CEO Michael Garin led the presentation which I listened to via a webcast. It sounded like a small crowd, not too surprising since CETV presented opposite Comcast. Garin did a quick overview of the presentation the company has recently been using. His remarks were a bit more off the cuff than other recent presentations I have listened to.
The most important takeaways were: (1) 65% of advertisers have committed their 2009 budgets in the Czech Republic, Romania, and Slovakia giving him confidence to state that in these three markets, which generated 120% of 2008 operating profit, the company would enjoy a “significant double digit” gain in local currency advertising revenues in 2009, (2) Ukraine has no visibility and they are making no forecasts but don’t assume that means they are going to lose money in Ukraine in 2009, (3) the company has three budgets – moderate growth, recession, and depression – under which it would show EBITDA growth in local currency. The depression budget has local currency growth despite an $80 million, or 8%, hit to revenue, a scenario that the company believes is extremely unlikely….

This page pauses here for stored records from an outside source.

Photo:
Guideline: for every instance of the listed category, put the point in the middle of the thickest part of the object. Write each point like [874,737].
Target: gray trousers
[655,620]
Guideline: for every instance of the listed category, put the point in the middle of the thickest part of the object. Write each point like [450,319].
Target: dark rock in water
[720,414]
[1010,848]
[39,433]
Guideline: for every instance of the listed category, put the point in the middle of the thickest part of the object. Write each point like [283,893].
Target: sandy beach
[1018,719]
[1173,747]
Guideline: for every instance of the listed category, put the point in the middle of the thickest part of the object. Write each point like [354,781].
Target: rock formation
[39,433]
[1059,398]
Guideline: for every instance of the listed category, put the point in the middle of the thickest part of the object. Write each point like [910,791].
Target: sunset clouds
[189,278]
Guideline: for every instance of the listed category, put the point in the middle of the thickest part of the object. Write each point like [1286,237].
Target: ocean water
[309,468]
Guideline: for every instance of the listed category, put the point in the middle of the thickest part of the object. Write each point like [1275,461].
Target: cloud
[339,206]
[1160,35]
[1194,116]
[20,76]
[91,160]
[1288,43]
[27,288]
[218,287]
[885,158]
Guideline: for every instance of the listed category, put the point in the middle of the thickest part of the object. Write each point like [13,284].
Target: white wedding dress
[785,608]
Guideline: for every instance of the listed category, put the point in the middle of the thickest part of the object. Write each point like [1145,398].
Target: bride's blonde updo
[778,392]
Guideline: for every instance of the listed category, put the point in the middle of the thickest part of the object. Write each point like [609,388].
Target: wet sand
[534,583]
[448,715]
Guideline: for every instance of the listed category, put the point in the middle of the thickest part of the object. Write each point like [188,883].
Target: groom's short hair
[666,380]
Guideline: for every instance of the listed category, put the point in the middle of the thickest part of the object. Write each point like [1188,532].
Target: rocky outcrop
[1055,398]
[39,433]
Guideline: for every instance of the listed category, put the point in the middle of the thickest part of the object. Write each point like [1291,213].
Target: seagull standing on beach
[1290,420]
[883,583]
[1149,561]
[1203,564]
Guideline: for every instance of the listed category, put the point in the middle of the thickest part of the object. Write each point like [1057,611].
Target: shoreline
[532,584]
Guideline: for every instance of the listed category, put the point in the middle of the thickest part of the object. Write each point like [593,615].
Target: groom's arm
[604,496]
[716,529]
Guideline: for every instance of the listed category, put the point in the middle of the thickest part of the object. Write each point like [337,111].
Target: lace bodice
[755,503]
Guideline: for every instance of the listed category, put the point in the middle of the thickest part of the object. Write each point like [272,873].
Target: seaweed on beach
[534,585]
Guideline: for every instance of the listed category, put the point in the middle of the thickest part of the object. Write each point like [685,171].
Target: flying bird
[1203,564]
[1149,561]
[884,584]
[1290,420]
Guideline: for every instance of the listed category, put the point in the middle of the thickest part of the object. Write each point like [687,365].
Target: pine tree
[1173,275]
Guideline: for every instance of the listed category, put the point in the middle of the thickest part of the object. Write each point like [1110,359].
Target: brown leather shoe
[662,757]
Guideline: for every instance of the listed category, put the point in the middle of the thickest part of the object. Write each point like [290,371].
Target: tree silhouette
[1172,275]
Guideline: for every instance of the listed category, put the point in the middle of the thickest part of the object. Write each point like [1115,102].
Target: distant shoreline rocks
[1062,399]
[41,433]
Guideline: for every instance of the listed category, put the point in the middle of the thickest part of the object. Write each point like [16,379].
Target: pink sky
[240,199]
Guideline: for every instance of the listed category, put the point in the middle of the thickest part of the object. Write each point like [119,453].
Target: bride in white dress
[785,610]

….Garin also reiterated that the company’s advertisers are in the brand building business for consumer staples creating a more stable ad market than most investors assume. He also restated plans to dramatically cut capital spending, limit investment in developing markets (Ukraine, Bulgaria, Croatia), and reduce corporate overhead (20% of London HQ staff has already been laid off). He again outlined the ability of the company to reduce costs due to their huge library of locally produced programming. Expenses also will benefit from the weakness in foreign currencies which is hurting revenues as 80-85% of expenses are in local currencies. Finally, Garin outlined that the company has $318 million in cash and undrawn bank lines which will not go below $200 million until 2012 under virtually any scenario.
I have created a worst case scenario model, with more conservative assumptions than Garin’s remarks would suggest, which leaves the stock at 6.6 times projected 2009 EBITDA at current exchange rates. I find this to be an absurdly low valuation when Ukraine, Bulgaria, and Croatia will collectively generate no profits in 2009 implying that they have no value. Put another way, the Czech Republic, Romania, and Slovakia, which will have double digit growth in local currency next year, a year that many investors see as a horrible year, are being valued at mid-single digit multiple providing no premium whatsoever for superior growth and profitability.

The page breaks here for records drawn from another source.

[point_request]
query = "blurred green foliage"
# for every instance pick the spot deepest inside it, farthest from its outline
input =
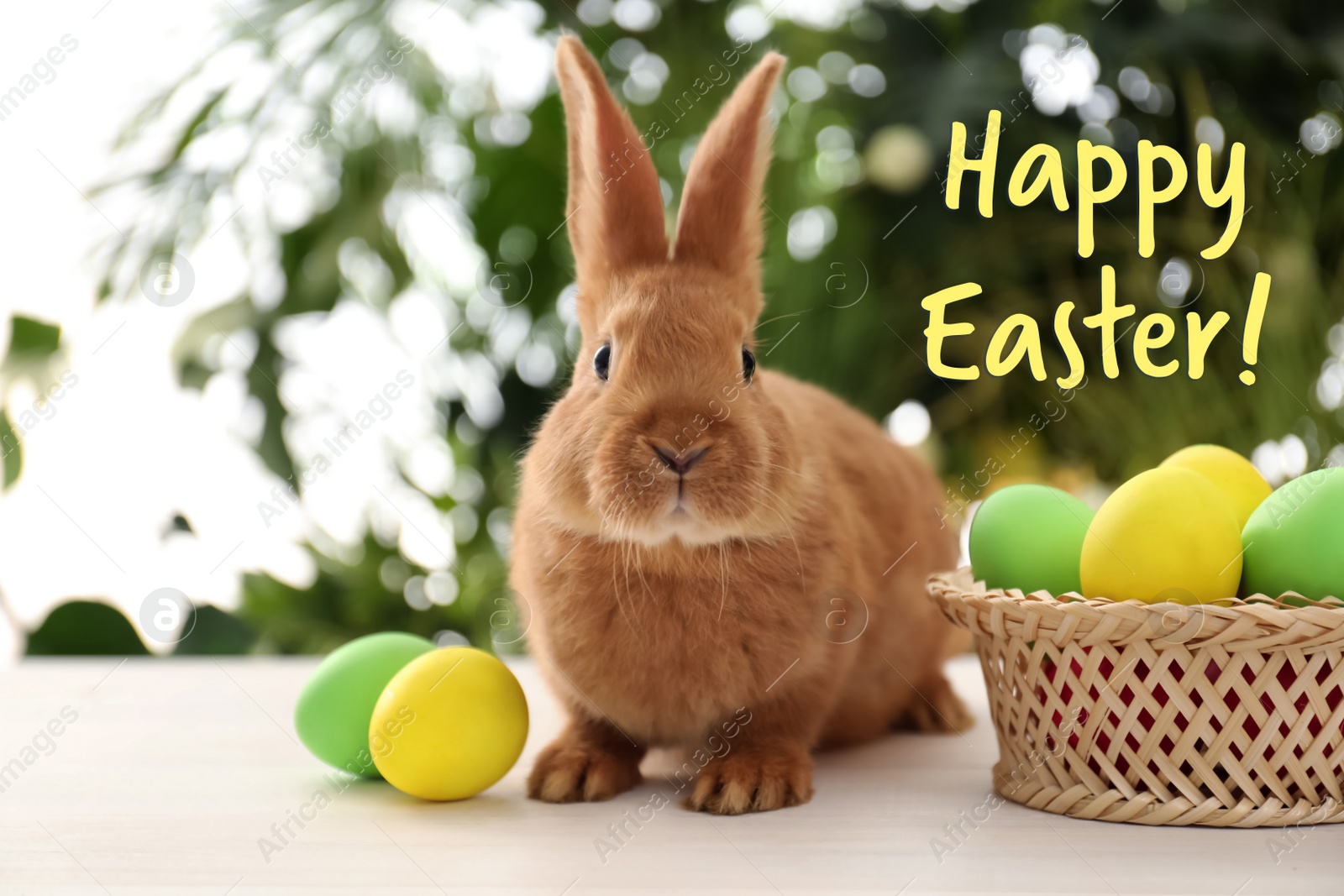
(1261, 69)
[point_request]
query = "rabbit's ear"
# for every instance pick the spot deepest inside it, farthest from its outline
(615, 208)
(719, 223)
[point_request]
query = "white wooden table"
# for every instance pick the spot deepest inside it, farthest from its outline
(174, 770)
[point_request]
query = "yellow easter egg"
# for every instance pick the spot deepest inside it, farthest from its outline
(449, 725)
(1236, 477)
(1168, 535)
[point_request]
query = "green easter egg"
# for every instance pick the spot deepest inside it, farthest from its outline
(336, 705)
(1294, 540)
(1030, 537)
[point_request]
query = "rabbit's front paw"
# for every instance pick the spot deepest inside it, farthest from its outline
(575, 770)
(754, 778)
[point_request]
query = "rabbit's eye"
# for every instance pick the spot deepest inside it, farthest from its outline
(602, 362)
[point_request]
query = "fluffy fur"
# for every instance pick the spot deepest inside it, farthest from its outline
(664, 602)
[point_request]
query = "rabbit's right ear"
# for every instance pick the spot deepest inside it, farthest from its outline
(615, 208)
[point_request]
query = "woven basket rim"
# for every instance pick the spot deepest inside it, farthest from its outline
(1258, 622)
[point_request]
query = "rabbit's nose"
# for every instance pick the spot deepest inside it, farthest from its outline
(679, 464)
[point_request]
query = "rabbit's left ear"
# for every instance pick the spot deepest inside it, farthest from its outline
(615, 206)
(719, 223)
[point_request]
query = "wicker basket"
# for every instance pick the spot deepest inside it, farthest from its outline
(1230, 716)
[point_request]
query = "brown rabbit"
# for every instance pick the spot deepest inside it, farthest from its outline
(685, 519)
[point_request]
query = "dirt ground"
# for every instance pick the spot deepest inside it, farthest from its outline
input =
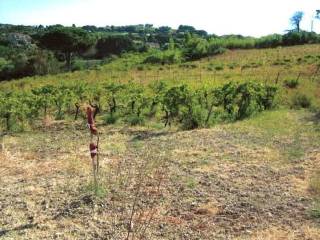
(245, 180)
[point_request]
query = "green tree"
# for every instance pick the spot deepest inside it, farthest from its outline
(66, 40)
(296, 20)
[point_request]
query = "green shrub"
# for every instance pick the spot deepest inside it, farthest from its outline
(164, 57)
(194, 119)
(134, 120)
(292, 83)
(301, 100)
(110, 119)
(218, 68)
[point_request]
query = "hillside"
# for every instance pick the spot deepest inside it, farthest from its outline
(249, 177)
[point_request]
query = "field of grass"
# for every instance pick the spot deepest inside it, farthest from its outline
(252, 179)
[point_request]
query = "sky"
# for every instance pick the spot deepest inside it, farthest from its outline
(245, 17)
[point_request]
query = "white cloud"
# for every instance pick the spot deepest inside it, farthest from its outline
(247, 17)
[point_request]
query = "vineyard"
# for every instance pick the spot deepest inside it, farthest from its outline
(195, 94)
(246, 168)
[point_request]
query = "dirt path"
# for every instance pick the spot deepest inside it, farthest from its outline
(218, 184)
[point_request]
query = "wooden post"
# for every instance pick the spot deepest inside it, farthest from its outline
(277, 78)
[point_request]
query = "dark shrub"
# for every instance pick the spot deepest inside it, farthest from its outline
(300, 100)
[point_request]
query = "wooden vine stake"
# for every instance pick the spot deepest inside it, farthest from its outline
(94, 145)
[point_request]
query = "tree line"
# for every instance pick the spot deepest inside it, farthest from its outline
(39, 50)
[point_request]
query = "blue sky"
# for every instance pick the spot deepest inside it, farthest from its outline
(246, 17)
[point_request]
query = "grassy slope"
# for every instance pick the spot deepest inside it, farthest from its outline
(246, 180)
(239, 65)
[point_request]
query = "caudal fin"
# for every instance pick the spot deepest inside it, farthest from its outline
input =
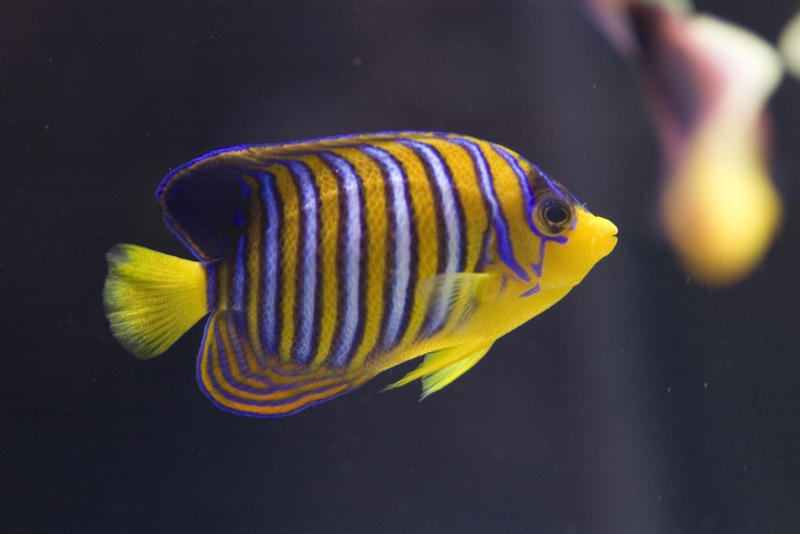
(151, 298)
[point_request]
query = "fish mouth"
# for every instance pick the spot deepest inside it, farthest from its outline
(605, 236)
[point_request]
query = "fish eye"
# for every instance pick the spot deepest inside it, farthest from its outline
(554, 215)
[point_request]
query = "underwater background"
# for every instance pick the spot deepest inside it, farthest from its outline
(643, 402)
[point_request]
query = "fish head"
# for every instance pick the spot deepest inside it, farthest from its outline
(569, 239)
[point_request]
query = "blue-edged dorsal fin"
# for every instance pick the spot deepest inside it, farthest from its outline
(205, 205)
(441, 367)
(240, 379)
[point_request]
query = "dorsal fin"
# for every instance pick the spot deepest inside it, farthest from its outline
(206, 206)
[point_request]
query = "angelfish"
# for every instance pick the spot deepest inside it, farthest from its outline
(324, 262)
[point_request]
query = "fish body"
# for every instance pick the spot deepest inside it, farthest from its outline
(324, 262)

Assuming that sometime in 2010-2011 the company gets back to a $400 million plus EBITDA run rate vs. $370 million in 2008 and $260-$330 million in currency penalized 2009, I believe at a minimum the shares would fetch 8 times EBITDA. This works out to $52 per share, more than three times the current price.

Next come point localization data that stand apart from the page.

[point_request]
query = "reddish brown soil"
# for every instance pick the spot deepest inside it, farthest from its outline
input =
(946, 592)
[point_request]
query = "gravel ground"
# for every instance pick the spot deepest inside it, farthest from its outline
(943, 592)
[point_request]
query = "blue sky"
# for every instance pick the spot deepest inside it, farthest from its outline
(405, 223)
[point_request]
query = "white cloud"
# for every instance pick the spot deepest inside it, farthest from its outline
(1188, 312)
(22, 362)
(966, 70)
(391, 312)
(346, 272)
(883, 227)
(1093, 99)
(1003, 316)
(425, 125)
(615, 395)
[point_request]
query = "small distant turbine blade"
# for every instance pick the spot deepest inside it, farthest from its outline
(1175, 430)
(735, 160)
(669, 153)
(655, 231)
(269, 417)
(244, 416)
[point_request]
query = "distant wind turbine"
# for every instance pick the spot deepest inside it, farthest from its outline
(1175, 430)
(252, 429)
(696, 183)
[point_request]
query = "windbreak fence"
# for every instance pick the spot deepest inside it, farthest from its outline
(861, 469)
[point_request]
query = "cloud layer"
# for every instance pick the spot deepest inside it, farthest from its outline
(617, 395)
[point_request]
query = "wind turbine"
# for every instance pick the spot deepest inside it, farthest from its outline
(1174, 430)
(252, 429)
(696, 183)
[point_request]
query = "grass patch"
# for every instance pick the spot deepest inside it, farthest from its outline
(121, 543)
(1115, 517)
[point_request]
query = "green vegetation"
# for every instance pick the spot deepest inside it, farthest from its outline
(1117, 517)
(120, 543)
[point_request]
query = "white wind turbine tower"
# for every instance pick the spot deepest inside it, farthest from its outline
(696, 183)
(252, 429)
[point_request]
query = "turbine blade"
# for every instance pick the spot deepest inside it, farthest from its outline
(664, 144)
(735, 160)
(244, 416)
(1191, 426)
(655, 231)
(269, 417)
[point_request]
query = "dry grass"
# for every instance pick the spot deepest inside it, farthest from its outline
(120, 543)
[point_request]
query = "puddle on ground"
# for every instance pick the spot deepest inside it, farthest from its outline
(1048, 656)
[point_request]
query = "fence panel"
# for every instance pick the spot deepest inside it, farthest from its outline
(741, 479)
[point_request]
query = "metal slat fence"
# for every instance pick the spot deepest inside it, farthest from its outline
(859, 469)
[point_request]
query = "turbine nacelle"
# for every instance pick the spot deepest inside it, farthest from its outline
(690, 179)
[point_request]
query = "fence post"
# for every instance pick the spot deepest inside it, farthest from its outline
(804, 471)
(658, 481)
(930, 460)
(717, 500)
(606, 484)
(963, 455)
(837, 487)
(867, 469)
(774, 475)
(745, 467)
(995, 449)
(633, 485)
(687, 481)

I have no idea how other investors will discount this prospect but it is realistic and not based on aggressive assumptions for growth or profitability. My numbers are solid and Garin’s defense of the company is eloquent and honest but the stock remains hostage to macro concerns about economic growth in emerging markets and weak currencies.
The biggest risk remains a collapse in economic growth in Central Europe, especially Romania, the company’s second largest markets. Currencies likely will tell the tale. As a result the stock remains triple levered to sentiment towards emerging markets, local currency level operating results, and currency translation.
On the way down this was a killer. It will work in favor of the longs on the way back up. The question is just when and from what level.